8. What speed must a rocket at Earth's surface reach to escape the solar system? ($v_{\text{esc,Sun}}$ at 1 AU $\approx 42.1$ km/s, but Earth already orbits at 29.8 km/s)
9. Calculate the Schwarzschild radius of Earth (where $v_{\text{esc}} = c$).
10. Compare the gravitational PE of a 100 kg object on Earth's surface vs at the ISS altitude.
Show Answer Key

1. $r = 6779$ km. $v_{\text{esc}} = \sqrt{2\mu/r} = \sqrt{2 \times 3.986 \times 10^{14}/6.779 \times 10^6} = 10{,}841$ m/s.

2. $v_{\text{esc}} = \sqrt{2(6.674 \times 10^{-11})(7.342 \times 10^{22})/1.737 \times 10^6} = 2376$ m/s $= 2.38$ km/s.

3. $v_{\text{circ}} = 7726$ m/s. $v_{\text{esc}} = \sqrt{2} \times 7726 = 10926$ m/s. $\Delta v = 10926 - 7726 = 3200$ m/s.

4. $r = 7171$ km. $E = -\mu m/(2r) = -(3.986 \times 10^{14})(1000)/(2 \times 7.171 \times 10^6) = -2.78 \times 10^{10}$ J.

5. $8000 = \sqrt{2\mu/r} \Rightarrow r = 2\mu/8000^2 = 1.245 \times 10^7$ m. Alt $= 12450 - 6371 = 6079$ km.

6. $\mu = v^2 R/2 = (59500)^2 \times 6.991 \times 10^7/2 = 1.267 \times 10^{17}$ m³/s².

7. $v = \sqrt{2\mu/r}$ at every point along the trajectory — the speed exactly equals the local escape velocity.

8. Need $v_{\text{heliocentric}} = 42.1$ km/s. Earth gives 29.8 km/s for free.
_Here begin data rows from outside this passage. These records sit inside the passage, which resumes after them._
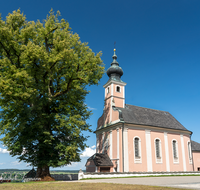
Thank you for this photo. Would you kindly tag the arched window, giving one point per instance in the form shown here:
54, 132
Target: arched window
190, 152
137, 150
157, 142
118, 89
108, 90
174, 144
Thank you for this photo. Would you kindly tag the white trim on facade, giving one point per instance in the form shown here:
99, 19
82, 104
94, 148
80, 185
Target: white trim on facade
110, 144
137, 159
183, 153
158, 160
167, 152
175, 160
118, 162
126, 155
148, 149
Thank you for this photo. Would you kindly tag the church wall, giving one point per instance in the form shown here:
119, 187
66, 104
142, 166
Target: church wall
196, 159
175, 166
134, 165
158, 165
189, 164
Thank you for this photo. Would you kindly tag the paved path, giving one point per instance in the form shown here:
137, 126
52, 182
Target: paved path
189, 182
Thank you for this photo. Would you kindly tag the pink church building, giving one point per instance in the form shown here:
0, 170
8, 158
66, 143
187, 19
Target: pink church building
137, 139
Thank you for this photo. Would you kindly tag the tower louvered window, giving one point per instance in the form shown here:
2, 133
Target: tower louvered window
189, 150
157, 148
136, 147
175, 149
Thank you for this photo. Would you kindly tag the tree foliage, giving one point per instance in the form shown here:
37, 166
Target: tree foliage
44, 71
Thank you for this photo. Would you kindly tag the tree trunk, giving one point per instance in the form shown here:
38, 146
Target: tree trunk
44, 174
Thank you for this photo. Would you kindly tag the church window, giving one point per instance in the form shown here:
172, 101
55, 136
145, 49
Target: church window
108, 90
118, 89
137, 150
157, 148
190, 152
174, 144
136, 147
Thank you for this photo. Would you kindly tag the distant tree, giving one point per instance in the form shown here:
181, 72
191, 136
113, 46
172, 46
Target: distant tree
44, 71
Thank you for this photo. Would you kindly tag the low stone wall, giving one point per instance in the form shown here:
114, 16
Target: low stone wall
86, 175
65, 177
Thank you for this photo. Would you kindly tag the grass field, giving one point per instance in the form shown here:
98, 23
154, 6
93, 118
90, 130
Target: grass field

Extra: $42.1 - 29.8 = 12.3$ km/s relative to Earth (plus overcoming Earth's gravity well).

9. $R_s = 2GM/c^2 = 2(3.986 \times 10^{14})/(3 \times 10^8)^2 = 8.87 \times 10^{-3}$ m $\approx 8.9$ mm.

10. Surface: $U = -\mu m/R_E = -6.26 \times 10^9$ J. ISS: $U = -\mu m/r_{ISS} = -5.88 \times 10^9$ J. Difference: $3.8 \times 10^8$ J.